Le président de la Fédération nationale des associations d'usagers des transports publics, Marc Pélissier, a déclaré mardi sur franceinfo qu'il trouvait normal que les transports ne soient plus gratuits lors des alertes pollutions. 

Des passagers attendent le RER B à l\'arrêt Stade de France (Photo d\'illustration).
Des passagers attendent le RER B à l'arrêt Stade de France (Photo d'illustration). (ARNAUD JOURNOIS / MAXPPP)

Les transports en commun parisiens ne sont plus gratuits en cas de dépassement du seuil d'alerte pollution aux particules fines. Cette mesure coûtait environ quatre millions d'euros par jour, selon le vice-président de la région Île-de-France. Désormais, un forfait anti-pollution, vendu 3,80 euros, est proposé aux usagers.

Marc Pélissier, président de la Fédération Nationale des associations d'usagers des transports publics (FNAUT) d'Ile de France, se dit, mardi 24 janvier sur franceinfo, favorable à la fin de cette gratuité dans les transports en commun en cas de pic de pollution.

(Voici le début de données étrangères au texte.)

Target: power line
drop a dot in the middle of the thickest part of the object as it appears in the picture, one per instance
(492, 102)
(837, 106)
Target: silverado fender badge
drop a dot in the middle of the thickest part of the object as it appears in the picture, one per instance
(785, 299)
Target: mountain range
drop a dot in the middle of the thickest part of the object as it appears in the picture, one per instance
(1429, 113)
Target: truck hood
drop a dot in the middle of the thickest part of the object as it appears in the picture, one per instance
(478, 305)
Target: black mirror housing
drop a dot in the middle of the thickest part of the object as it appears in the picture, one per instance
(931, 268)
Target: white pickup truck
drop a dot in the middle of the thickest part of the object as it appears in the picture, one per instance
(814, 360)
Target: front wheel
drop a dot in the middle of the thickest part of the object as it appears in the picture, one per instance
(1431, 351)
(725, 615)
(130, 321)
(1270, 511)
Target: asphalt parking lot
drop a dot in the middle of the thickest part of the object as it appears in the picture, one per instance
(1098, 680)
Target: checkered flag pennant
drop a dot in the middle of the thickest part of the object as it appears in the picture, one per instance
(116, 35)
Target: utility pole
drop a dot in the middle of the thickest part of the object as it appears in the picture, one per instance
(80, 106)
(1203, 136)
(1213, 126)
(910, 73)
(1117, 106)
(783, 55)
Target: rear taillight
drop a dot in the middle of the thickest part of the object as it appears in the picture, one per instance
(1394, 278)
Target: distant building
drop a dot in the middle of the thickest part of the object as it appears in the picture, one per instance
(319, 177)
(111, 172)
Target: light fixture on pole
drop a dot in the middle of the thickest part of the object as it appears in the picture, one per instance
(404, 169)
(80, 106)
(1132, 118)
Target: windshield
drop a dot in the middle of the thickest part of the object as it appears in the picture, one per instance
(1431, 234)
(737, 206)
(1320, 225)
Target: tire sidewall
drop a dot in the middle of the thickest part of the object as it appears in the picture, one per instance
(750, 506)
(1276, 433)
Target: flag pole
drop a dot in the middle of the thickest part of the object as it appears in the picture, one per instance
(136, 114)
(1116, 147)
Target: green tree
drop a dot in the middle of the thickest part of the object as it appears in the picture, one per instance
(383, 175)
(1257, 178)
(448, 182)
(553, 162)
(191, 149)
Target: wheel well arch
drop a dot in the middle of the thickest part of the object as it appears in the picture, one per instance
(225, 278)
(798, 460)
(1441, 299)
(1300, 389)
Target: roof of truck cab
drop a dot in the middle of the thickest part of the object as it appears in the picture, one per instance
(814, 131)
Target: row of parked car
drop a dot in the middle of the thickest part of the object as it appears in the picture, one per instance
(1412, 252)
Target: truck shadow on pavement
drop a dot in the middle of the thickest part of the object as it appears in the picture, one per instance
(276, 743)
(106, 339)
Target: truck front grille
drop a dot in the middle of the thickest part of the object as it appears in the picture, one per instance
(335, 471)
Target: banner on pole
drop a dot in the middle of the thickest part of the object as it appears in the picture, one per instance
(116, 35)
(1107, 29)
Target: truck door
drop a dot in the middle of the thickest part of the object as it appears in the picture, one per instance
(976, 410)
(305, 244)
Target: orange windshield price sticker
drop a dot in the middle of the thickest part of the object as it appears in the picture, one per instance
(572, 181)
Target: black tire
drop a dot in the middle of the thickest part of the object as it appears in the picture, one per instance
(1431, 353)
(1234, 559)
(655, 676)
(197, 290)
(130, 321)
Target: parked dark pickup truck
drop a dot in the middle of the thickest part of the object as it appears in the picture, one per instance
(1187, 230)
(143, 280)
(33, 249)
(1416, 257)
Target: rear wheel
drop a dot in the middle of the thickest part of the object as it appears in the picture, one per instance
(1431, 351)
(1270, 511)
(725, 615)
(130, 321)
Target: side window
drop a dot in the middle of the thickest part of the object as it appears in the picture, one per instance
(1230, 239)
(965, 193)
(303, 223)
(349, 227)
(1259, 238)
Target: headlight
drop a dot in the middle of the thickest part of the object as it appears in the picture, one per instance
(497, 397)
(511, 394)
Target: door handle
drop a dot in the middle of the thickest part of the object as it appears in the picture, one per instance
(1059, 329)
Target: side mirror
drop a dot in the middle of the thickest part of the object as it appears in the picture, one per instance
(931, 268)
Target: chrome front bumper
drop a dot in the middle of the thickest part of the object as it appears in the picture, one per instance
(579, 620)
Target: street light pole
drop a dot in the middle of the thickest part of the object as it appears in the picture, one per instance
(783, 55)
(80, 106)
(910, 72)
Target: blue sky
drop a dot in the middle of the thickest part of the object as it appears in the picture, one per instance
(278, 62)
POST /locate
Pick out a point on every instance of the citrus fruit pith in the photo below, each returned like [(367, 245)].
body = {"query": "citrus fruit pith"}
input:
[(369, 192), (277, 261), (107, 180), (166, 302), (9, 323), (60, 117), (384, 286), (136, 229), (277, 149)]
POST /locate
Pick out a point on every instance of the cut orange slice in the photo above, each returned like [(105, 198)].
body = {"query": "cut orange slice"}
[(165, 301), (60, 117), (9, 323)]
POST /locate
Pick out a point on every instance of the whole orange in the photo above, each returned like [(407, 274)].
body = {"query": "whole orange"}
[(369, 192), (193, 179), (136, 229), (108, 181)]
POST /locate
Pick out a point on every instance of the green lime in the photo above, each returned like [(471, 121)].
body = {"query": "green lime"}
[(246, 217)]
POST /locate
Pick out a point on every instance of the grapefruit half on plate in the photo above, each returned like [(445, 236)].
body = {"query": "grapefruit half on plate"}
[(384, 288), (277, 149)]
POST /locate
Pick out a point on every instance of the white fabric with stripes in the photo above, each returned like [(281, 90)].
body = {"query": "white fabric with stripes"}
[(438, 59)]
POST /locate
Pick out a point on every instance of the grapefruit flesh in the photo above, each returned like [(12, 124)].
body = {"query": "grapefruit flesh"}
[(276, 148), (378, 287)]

Les usagers doivent désormais payer les transports en commun en période de pollution. Trouvez-vous cela normal ?

Marc Pélissier : Oui, cela ne fait pas plaisir mais c'est plus logique car les seuils de pollution ont été modifiés. Il va y avoir de plus en plus d'alertes et cela va représenter 80 millions d'euros par an de manque à gagner pour les transports franciliens. Notre priorité, c'est que l'investissement dans le développement de l'offre ne soit pas entravé par ce type de perte.

Qu'est-ce que le forfait antipollution ?

C'est un ticket à 3,80 euros par jour. C'est beaucoup moins cher que le prix habituel. Un aller-retour Meaux-Paris coûte 16 euros normalement.

Est-ce une manière de responsabiliser les citoyens ?

Oui. Par ailleurs, nous avons constaté en 2015, lors d'une journée de pollution sans circulation alternée et avec la gratuité des transports en commun, que l'effet a été quasi imperceptible. Il y a autre chose : les abonnés ne comprenaient pas pourquoi il y avait une gratuité alors qu'eux avaient déjà payés. Là au moins, c'est plus clair, plus équitable. Il faut un peu de coercition.

"C'est plus logique de payer car les pics de pollution vont augmenter", Marc Pélissier, président de la FNAUT.